If we think about the HIV field, there are a lot of civil society organisations that were looking at supporting the community, for people to get tested and to make sure that they got the treatment they needed. These are the people that I [as a policymaker] would go to first and ask how we should approach [the MSM community]. Many of these organisations have activists from within those groups. They have to be tapped. Otherwise, going from outside and working on a “we-know-all” attitude is not going to help.
But the government doesn’t seem to have made a start on doing something so specific…
If not yet, the government has to step in fast to take these activists and civil society groups on board. It should say that it wants to learn from [them about] how to reach people for education, for testing, for treatment.
Recently, two Indian researchers have published a preprint paper saying that a different lineage of the moneypox virus has been circulating in India as compared to Europe on the basis of genome sequencing samples of six cases. They found 16 variations in the lineage found in India and it made headlines. Though the same lineage was found in some samples in the US and Thailand too, how significant is this finding for India?
Based on six samples, one can’t say much. It is too early to make anything definitive about this. At best, it is good for exploration. Any inferences from this finding would be based on the genomic data. Remember, genomic data about the omicron [variant of the coronavirus] said that it was going to be very dangerous because the virus had acquired so many variations and it was going to cause more severe disease etc. Ultimately, it ended up increasing transmission and not increasing disease severity. So we have to be cautious in [our] interpretations.

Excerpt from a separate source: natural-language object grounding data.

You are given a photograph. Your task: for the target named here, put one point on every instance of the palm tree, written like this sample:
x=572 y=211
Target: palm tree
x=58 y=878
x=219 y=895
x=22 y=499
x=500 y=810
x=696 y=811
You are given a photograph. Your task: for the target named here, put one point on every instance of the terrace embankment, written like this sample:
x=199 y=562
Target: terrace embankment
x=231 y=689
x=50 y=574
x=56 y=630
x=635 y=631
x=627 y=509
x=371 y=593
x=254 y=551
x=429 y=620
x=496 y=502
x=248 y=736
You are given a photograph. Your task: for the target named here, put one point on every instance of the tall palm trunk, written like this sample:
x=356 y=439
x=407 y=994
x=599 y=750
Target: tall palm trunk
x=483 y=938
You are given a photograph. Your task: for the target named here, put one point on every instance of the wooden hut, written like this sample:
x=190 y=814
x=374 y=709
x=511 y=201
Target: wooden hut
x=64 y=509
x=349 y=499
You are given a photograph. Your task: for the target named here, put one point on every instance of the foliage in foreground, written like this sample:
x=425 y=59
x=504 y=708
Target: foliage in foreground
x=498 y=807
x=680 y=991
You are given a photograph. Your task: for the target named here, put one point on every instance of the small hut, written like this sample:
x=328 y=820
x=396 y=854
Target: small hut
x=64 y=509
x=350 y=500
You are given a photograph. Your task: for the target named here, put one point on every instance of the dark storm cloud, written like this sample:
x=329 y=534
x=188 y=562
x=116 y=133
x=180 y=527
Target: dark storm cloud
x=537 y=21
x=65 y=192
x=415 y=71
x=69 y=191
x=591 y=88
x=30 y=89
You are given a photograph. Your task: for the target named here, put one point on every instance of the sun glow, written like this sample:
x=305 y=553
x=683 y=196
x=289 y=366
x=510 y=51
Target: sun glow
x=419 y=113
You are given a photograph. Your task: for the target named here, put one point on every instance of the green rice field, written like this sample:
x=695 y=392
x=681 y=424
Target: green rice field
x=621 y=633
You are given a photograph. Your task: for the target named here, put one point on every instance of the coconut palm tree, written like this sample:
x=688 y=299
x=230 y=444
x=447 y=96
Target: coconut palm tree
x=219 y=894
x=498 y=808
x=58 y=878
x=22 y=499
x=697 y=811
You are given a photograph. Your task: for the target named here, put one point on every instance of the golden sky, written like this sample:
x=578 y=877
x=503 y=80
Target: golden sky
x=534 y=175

Actually, in May, Andrew Rambaut, who is very good in viral phylogenetics, proposed by studying sequences of large numbers of [archived] monkeypox samples that the first case found in May in the UK this year may actually not be the first case. And, therefore, not the first export from Africa [where it is endemic]. He found that the virus had been in circulation in the human population [outside Africa] since 2017 and had acquired a number of mutations [changes] as compared to what was found in Africa.
But other people, who also focus on viral phylogenetics, said they didn’t think the changes that he was pointing out are as significant as one may be inclined to think. Ultimately what one needs is multiple sources of data [and not just genomic] and integrate them to build the complete picture.
The WHO has advised the governments to hold meetings of their respective technical advisory groups on immunisation to formulate policies on monkeypox vaccination based on local needs. Has India’s National Technical Advisory Group on Immunisation (NTAGI), of which you are a member, discussed this? If yes, what were the recommendations?
Yes, the Standing Technical Sub-Committee of NTAGI has discussed this. Our recommendations have been in line with the rest of the world. [Countries across the world have decided to inoculate high-risk groups who are more susceptible, contacts of confirmed cases and healthcare and lab workers. The Indian government has not made any such decision yet.]
Lastly, about transmission. Skin contact and lesion transmission are known. The role of respiratory droplets is also known but is airborne transmission anywhere to be seen?
Respiratory droplets can transmit the infection to close contacts and family members, especially if you have mouth ulcers. But no, there is zero evidence of COVID-19-like airborne transmission, currently.